Ma nel DNA di Piero scorre quel cromosoma che ha permesso a suo padre di crescere. “Dopo i primi anni in cui si è pensato a tagliare i costi interni, abbiamo deciso di investire in nuove tecnologie e nella ricerca e sviluppo. Nel 2013, forse per noi l’anno peggiore, abbiamo messo in campo lo sforzo maggiore”. Il Gruppo è passato attraverso una capillare riorganizzazione aziendale. “L’anno successivo abbiamo iniziato a raccogliere i primi frutti”.

Il Presidente fa un salto all’indietro. “All’inizio del Duemila abbiamo rilevato una partecipazione in un’azienda vicino a San Mauro Pascoli, precisamente a Fiumicino di Gatteo, che si occupa di semilavorati per le calzature e che impiega circa 140 persone. Noi siamo esecutori dei desideri dei designer e degli stilisti: interpretiamo quello che vogliono. Realizziamo e diamo una forma materica alle loro idee”.

Legno e lavoro, come detto.

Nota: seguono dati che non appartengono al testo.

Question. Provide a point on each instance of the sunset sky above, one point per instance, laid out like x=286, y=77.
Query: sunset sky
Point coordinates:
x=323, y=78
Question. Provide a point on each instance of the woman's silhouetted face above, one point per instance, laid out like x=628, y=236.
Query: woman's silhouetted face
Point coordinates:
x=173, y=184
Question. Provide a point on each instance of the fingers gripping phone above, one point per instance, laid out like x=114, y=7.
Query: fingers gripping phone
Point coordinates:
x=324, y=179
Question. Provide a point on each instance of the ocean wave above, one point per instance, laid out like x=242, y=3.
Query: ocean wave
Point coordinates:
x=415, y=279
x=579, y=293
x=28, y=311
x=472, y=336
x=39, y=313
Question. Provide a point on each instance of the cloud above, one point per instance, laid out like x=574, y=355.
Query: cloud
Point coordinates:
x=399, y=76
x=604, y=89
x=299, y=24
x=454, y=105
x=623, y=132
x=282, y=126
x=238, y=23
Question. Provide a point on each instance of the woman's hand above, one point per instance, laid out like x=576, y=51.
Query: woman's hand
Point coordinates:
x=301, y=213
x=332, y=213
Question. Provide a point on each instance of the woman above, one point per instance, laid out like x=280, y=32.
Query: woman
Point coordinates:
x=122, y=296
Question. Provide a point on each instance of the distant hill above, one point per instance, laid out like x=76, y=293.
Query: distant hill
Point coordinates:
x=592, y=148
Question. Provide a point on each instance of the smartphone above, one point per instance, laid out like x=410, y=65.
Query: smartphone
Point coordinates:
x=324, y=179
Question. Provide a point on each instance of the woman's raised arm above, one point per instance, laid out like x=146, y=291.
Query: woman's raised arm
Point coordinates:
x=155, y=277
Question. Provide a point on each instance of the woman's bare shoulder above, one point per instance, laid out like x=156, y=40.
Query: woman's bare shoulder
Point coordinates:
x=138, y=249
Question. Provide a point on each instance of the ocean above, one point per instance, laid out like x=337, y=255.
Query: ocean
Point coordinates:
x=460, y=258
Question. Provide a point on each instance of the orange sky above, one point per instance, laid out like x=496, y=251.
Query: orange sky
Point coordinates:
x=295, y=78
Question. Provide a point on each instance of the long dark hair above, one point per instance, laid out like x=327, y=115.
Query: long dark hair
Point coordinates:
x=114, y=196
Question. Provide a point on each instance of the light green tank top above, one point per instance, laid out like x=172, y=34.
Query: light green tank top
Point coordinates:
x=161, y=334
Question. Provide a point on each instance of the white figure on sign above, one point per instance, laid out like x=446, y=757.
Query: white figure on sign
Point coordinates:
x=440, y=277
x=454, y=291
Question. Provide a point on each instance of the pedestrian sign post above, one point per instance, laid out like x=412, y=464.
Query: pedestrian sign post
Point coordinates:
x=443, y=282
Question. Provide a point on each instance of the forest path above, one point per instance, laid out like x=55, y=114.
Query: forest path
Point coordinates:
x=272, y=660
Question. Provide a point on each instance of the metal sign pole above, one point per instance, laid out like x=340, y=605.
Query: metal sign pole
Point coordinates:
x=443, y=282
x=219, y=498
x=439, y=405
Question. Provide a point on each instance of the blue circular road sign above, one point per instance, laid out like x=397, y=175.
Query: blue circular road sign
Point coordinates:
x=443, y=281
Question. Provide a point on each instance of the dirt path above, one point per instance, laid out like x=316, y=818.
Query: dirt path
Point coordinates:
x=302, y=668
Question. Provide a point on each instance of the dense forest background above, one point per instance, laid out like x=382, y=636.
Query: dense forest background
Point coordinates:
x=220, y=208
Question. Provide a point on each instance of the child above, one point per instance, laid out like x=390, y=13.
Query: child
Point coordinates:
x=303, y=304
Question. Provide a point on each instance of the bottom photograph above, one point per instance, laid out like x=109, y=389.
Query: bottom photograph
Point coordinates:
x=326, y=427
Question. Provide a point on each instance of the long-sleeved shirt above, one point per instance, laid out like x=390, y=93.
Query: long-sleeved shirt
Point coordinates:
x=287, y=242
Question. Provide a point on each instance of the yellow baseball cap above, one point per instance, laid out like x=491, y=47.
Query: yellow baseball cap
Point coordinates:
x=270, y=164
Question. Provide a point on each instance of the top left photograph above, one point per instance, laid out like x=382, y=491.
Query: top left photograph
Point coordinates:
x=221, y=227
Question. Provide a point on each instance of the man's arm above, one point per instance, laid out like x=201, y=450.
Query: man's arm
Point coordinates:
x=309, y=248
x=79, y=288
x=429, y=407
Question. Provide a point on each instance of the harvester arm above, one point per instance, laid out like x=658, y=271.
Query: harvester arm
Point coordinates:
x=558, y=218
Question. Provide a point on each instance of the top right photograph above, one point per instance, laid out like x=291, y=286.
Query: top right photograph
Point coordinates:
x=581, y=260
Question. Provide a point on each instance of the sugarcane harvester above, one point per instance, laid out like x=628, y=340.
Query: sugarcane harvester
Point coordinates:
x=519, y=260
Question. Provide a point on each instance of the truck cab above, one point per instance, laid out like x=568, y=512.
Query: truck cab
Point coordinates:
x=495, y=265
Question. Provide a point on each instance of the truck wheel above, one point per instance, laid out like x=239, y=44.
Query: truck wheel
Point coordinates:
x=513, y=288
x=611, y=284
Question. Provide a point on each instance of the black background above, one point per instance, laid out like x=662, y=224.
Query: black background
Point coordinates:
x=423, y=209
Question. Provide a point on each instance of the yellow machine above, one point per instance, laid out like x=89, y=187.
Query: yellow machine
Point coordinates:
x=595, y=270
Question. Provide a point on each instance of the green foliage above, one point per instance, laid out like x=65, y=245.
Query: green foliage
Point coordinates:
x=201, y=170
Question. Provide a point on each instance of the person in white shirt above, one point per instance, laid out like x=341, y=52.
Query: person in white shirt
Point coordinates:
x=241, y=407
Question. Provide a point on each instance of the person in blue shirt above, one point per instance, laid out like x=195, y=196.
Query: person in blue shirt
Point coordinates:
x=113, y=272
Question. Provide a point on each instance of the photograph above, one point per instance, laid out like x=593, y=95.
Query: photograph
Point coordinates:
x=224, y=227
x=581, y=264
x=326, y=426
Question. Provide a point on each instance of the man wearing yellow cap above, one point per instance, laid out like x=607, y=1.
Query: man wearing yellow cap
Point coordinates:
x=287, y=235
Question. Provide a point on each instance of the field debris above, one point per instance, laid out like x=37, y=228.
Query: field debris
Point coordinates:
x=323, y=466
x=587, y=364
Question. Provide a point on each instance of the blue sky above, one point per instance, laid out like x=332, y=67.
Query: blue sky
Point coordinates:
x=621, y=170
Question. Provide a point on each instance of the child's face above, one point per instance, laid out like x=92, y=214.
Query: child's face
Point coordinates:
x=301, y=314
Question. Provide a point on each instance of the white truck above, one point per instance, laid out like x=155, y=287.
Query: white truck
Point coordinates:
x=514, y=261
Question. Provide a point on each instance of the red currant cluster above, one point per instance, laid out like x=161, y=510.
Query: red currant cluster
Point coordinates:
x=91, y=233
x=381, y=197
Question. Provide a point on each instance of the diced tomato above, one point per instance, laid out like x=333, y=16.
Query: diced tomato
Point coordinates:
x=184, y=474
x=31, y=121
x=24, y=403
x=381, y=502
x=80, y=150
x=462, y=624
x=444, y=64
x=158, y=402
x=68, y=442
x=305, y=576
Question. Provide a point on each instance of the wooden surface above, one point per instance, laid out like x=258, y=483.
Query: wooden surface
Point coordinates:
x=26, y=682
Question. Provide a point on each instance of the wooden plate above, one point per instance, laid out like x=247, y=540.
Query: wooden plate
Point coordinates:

Ma nella vita di Piero c’è spazio anche per lo sport. “Nel 1956 a Serravalle c’era un vecchio campo da calcio in cui don Peppino faceva giocare i ragazzini. Mio fratello Salvatore lo avvicinò e gli disse: ‘Don Peppino, fai giocare anche mio fratello Piero, è bravo’. Giocai nella Juvenes, poi anche nella Serenissima. Mi alternavo tra la difesa e la mediana. Qualche squadra più blasonata mi aveva notato ma i miei genitori mi dissero: ‘prima la scuola’. E così fu”. Ma dal calcio, il Presidente, qualcosa ha mutuato. “Come una squadra ha il suo capitano, così lo deve avere un’azienda. Nello sport come nel lavoro, ci vogliono disciplina e ordine, e i ruoli devono essere ben definiti”.